Because of this procedure, my sex drive all but crashed. The only reason I was sexually engaged with partners was because I didn’t keep a new partner for very long; or due to schedules I was not seeing partners very often so my want to have sex was higher. This however causes some complications now that I am in a relationship, that I hope will last the rest of my lifetime.

At the beginning of our relationship, Jedi and I had sex pretty regularly. That being, that we copulated at least once a week. These days however, Jedi is lucky if he gets laid every other month. Granted, we practice ethical non-monogamy so he is able to seek sexual relations with other partners and I 100% support this. It does however sometimes put a strain on our relationship. We work through it, and we’re still happily living together and planning to get married to each other, even with our sex life being rather void.

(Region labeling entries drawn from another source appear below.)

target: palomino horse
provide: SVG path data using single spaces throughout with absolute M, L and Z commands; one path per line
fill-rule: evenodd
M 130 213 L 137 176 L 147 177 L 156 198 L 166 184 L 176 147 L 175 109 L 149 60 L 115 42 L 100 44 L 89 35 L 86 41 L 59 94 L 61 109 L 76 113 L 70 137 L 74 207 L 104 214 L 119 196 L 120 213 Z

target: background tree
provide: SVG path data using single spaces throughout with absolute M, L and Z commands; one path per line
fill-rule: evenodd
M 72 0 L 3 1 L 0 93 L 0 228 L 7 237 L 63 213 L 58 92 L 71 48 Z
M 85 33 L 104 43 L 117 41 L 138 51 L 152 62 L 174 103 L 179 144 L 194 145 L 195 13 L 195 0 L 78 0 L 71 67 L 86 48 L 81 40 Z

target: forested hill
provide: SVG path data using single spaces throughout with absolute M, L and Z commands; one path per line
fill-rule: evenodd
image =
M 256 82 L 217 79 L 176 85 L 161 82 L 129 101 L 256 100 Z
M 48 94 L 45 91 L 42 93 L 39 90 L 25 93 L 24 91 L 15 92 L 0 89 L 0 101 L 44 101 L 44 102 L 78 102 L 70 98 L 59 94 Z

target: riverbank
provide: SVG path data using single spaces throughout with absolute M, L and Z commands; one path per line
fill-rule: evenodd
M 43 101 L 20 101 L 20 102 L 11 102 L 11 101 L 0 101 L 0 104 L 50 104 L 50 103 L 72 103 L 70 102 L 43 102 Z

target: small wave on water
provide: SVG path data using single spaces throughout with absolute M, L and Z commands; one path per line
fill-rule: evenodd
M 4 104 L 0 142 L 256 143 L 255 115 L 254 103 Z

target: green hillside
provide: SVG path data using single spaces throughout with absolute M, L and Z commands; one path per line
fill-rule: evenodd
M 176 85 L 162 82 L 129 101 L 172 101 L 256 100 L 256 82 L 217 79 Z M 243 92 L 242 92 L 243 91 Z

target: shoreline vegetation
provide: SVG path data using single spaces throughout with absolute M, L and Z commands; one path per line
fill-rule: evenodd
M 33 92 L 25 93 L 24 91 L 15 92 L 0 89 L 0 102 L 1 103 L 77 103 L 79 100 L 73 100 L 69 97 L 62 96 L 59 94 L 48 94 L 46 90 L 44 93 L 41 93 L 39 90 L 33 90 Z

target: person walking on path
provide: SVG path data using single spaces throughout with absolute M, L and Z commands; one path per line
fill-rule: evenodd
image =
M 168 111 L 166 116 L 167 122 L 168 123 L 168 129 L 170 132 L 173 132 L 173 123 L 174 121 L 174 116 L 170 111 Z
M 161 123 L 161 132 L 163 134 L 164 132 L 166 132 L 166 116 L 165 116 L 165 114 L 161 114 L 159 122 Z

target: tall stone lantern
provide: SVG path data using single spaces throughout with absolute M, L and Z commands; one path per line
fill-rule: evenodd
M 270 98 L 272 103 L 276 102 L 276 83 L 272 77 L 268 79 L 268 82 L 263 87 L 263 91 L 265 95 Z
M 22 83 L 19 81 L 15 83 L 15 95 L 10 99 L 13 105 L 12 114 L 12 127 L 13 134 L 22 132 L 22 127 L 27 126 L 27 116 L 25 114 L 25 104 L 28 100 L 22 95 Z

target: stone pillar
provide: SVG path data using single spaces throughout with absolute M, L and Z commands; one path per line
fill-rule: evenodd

I decided to “come out” if you will, because recently I have decided that I wanted to re-enter the dating pool and take into consideration  a secondary partner. This has been sometimes difficult because as soon as someone who is browsing my profile sees that I am listed as asexual, they tend to stop checking me out. Or even worse, they decide my asexuality is a challenge. The latter is incredibly offensive, and to be perfectly honest in one situation left me feeling violated.

I had been talking to a gentleman through Tinder, and at first his snide comments and jokes about my asexuality were amusing and even funny. However, it quickly became obnoxious. When I extended an invitation to get together for beers or coffee, he commented (warned really) that I needed to be careful because he tended to get gropey.

When I told him that such actions would end the date immediately, he acted as if I was implying that I would be taking him back to my place or going to his to have sex or at least make out. I was quick to advise that the date would in fact not be ending in his favor, and that I did not appreciate being approached in such a manner, much less having my asexuality treated like an achievement to unlock. He stated essentially that if I couldn’t take a joke then he was rescinding his acceptance to the offer of a date. I happily accepted his rescind and blocked him.

I have since had a few more conversations with other gentleman who are accepting, or at least willing to politely discuss my asexuality but finding someone who has an interest in grabbing drinks with someone who is very upfront with the fact that they are not actively seeking a new sexual partner is difficult and really rather frustrating.

I am all for free love and exploring sexuality, but why does lack of sex or lack of interest in sex have to be a deal breaker?

 

*Yes, technically there are 4 types of asexuals. The other two types being those born without male or female genitalia or those born without male or female participation.